If the final stretch to retirement is driving you crazy, then you should fight any urges to blurt out your intentions before you are really ready to pull the trigger. It can make both good and bad work environments worse. There is a right time to announce your intentions to retire. Something flipped in my brain where I got psychologically cocky on a subconscious level. I knew I was close and I wanted to rub their noses in it with every unfair demand being pushed on me. I doubt I am alone feeling this way. Maybe you work somewhere that treats everyone great and you are motivated by impatience and your excitement to let the cat out of the bag. If so, you should still fight your urges. The last of your working experience can end up less than desired.

Here’s what we should understand: Business has very limited or no morality. It’s all about numbers, profit, and power. Don’t underestimate the possible ruthlessness of your employer or people who may try to undercut your chances of reaching all of your plan’s goals and retiring completely on your terms. The final stretch to retirement can be trying. Especially when in a stressful work environment or one filled with jack-holes or unfair policies bugging the holy crap out of you. Mentally disconnect from the nonsense. Keep your head, keep your secret until appropriate, and keep doing what you can to stay focused on your dream.

Fight counterproductive urges in your final stretch to retirement

If you are like many, including myself, who weren’t blessed with a wonderful work life experience toward the end of their career, then the final stretch to retirement can drive you nuts. It can even be true for other reasons for those who are blessed with a great work life. The final stretch to retirement will be a time of excitement, emotion, and sometimes many urges to do something counterproductive to your plan.

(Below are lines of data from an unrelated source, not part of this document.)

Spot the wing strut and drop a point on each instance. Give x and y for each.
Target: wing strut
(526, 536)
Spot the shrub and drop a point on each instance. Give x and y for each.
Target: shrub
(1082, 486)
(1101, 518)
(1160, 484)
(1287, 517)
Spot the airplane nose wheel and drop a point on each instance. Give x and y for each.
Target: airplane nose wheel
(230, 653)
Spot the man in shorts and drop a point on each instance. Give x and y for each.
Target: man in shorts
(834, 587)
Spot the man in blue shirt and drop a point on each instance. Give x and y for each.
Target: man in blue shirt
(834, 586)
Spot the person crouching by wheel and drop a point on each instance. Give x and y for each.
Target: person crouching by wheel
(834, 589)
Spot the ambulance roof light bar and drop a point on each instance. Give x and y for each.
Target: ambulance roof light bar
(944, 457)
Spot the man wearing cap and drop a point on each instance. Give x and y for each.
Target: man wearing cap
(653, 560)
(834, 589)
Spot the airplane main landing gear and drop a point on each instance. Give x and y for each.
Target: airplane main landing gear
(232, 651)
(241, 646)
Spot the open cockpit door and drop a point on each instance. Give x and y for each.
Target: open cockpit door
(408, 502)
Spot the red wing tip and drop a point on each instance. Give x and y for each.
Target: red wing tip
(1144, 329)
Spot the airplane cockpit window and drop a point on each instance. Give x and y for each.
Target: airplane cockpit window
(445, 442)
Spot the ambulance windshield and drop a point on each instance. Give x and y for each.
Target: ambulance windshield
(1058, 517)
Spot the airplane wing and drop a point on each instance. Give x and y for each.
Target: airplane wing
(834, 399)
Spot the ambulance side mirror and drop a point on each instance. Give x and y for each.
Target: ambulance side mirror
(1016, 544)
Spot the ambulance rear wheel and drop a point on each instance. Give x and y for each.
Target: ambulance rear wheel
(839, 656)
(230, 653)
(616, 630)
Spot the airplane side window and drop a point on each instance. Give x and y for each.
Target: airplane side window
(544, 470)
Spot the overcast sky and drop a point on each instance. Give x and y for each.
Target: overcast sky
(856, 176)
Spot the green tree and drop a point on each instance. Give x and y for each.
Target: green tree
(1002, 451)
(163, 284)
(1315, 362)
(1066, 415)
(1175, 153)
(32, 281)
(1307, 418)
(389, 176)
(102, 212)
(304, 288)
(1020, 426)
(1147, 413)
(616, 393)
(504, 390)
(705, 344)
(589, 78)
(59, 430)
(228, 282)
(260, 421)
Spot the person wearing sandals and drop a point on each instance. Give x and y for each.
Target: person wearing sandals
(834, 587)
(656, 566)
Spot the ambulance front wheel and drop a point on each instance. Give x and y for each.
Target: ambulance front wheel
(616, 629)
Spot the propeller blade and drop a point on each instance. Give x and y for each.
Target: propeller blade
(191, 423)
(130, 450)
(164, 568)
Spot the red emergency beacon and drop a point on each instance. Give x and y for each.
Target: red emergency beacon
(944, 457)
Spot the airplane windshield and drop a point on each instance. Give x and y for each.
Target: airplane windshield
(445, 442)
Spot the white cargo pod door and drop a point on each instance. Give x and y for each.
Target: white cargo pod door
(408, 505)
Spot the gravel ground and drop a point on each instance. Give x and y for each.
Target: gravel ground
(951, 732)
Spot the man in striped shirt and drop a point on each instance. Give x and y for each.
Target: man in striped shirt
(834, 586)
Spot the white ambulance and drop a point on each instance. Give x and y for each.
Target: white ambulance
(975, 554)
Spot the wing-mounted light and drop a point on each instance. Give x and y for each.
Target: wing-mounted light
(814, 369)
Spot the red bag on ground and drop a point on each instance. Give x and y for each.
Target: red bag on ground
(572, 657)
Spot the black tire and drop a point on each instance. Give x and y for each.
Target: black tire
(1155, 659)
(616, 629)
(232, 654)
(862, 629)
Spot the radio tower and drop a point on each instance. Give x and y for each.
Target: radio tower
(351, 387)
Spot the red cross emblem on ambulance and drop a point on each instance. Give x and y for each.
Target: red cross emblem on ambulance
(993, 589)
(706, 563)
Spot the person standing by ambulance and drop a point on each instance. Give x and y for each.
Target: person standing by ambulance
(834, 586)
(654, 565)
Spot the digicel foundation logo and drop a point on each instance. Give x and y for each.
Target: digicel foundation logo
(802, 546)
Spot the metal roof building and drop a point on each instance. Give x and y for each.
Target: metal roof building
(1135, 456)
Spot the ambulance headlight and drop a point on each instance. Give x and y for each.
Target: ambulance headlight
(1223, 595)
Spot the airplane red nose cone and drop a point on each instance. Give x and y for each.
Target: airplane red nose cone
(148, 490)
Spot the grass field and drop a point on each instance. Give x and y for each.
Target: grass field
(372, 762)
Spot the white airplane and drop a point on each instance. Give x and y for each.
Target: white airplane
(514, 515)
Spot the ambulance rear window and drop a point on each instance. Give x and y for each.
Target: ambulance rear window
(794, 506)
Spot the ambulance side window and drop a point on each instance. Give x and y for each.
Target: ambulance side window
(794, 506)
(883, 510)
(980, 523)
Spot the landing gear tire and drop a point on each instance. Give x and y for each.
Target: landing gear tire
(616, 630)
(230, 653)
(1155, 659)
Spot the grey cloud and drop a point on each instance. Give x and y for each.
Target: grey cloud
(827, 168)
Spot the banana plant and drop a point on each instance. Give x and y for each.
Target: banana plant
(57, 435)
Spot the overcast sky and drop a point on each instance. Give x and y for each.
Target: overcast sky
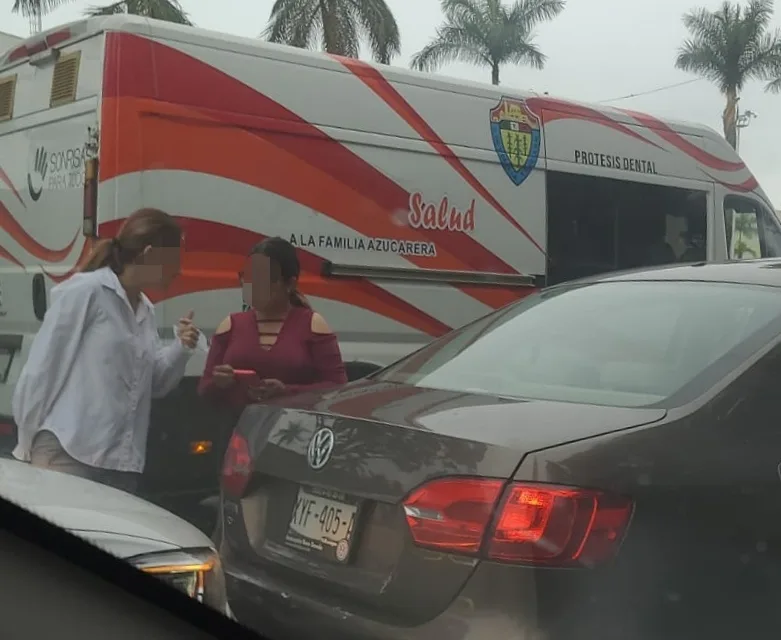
(597, 50)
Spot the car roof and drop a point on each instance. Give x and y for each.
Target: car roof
(766, 272)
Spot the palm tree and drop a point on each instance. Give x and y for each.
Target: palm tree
(338, 26)
(170, 10)
(729, 47)
(32, 8)
(488, 33)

It’s also a great time to make positive changes. Changes to improve both your experience in the final stretch of your career and get a head start on your transition to a new life of employment liberation.

2 thoughts on “Surviving The Final Stretch To Retirement: Fighting Emotional Urges

  1. Great perspective and advice Tommy. Probably better to keep things quiet until you are sure you are going to leave. Something may change for you at the last minute and you may need to stay a bit longer than planned. But certainly difficult staying the course in a toxic work environment. Building up other life interests outside of work is very important too. Its hard when you spend so much time and energy working 40, 50, or 60 hours a week plus always worrying about building up your “career” and other “above and beyond” tasks you try to do to get ahead at work. Its not worth putting all of yourself into your job for the “company”. In the end and most cases they’ll cut you in a second. Come up with your exit plan and try to stay till the end using whatever tricks you need to. Strategically maximize your end date to take advantage of any bonuses, paid holidays, vacation time or other perks.

    1. Thanks for the comment Arrgo. I was reminded of my last stretch struggles in career #1 when an ex-coworker there recently contacted me about her workplace struggles on her last leg of career. As you mention, keeping cool and quietly leveraging your exit strategy to take advantage of any bonus, unused TOP, etc. can make a even a happily planned departure even better. There are better things that we can do for ourselves in the final stretch to better the last days on the job, jump start our retirement lifestyle, and meet/exceed our financial goals before letting the cat out of bag and walking away for the last time. It will always beat any short-term emotional bump from acting on urges to blow things up with an ill advised pressure release.